Les cuirassiers longèrent le bois, et fondirent sur les redoutes à l’opposé du front d’attaque pendant que les grenadiers arrivaient aux barrières. Cuirassiers et grenadiers français luttèrent pêle-mêle avec les Russes. Le brave Caulaincourt tomba raide mort près de moi. Je me rattachai au vieux colonel qui avait le commandement, et ne le perdis pas de vue. La charge terminée et les redoutes en notre pouvoir, le vieux colonel me dit : « Partez, dites à l’Empereur que la victoire est à nous. Je vais lui envoyer l’état-major pris dans les redoutes. »

Tous les efforts des Russes se portaient au secours de ces redoutes, mais le maréchal Ney les foudroyait sur leur droite. Parti au galop et traversant le champ de bataille, je voyais les boulets labourer le champ de bataille, et je ne croyais pas en sortir.
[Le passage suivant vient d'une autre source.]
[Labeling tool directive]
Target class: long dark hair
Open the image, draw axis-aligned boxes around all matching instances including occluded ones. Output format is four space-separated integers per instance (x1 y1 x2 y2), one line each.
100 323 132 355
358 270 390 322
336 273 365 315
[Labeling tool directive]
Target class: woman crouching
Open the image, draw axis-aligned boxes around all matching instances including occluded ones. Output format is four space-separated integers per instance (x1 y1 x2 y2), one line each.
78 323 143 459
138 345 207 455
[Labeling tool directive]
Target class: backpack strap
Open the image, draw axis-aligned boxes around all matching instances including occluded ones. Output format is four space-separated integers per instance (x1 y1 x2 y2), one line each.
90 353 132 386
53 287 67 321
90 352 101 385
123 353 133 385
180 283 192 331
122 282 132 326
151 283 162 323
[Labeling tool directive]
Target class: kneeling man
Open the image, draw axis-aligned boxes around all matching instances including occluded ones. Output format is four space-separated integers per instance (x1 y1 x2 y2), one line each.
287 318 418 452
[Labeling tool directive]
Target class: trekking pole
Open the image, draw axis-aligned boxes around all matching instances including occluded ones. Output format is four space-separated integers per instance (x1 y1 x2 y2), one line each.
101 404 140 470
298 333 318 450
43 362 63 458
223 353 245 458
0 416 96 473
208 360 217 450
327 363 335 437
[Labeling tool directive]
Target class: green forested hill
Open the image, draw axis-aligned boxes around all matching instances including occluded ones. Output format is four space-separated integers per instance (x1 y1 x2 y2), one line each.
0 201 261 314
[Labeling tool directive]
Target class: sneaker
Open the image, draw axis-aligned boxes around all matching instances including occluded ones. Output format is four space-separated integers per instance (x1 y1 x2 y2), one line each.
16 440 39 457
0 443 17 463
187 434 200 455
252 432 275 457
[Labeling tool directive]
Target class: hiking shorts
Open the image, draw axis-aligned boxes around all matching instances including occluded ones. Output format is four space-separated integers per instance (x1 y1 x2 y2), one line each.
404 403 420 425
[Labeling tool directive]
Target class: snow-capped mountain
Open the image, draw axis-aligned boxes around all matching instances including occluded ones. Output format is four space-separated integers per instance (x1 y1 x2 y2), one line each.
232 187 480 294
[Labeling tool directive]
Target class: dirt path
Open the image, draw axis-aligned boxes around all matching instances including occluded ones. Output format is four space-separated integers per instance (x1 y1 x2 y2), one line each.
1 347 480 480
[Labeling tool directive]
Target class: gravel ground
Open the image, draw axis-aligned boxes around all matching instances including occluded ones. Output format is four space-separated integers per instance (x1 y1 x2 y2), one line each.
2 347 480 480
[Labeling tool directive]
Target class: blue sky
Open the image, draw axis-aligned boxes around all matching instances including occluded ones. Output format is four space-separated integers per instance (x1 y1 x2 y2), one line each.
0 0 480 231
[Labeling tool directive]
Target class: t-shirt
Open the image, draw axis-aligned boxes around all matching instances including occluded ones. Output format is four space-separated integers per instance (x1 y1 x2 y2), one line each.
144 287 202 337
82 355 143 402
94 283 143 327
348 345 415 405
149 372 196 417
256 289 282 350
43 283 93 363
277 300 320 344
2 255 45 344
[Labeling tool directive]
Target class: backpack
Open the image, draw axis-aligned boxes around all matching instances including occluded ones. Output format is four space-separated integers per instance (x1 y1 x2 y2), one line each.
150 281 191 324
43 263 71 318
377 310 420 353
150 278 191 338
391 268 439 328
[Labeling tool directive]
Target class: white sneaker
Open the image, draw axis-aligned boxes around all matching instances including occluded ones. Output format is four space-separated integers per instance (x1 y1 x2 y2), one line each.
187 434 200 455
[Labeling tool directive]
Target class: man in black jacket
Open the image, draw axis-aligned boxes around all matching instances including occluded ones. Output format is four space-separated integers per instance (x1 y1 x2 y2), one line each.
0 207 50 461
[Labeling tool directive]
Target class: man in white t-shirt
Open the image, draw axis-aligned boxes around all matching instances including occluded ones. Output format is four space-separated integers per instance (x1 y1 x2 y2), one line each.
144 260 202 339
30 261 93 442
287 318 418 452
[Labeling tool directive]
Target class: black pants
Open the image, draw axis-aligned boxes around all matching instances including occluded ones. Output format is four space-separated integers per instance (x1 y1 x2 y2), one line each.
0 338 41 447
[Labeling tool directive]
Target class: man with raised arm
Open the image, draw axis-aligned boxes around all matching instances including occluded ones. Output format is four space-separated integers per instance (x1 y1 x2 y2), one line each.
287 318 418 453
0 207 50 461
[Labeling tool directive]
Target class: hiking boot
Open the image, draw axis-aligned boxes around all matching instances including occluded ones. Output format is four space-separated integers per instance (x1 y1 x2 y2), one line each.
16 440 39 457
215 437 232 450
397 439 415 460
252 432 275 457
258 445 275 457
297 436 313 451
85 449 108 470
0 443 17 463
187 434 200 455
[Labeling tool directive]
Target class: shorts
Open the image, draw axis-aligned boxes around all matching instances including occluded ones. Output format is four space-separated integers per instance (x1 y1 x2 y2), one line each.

Mettant pied à terre en arrivant près de l’Empereur et ôtant la mentonnière qui retenait mon chapeau, je vois qu’il lui manque la corne de derrière : « Eh bien, me dit-il, tu l’as échappé belle. — Je ne m’en suis pas aperçu ; là-bas, les redoutes sont prises, le général Caulaincourt est mort. — Quelle perte ! — On va vous amener beaucoup d’officiers. »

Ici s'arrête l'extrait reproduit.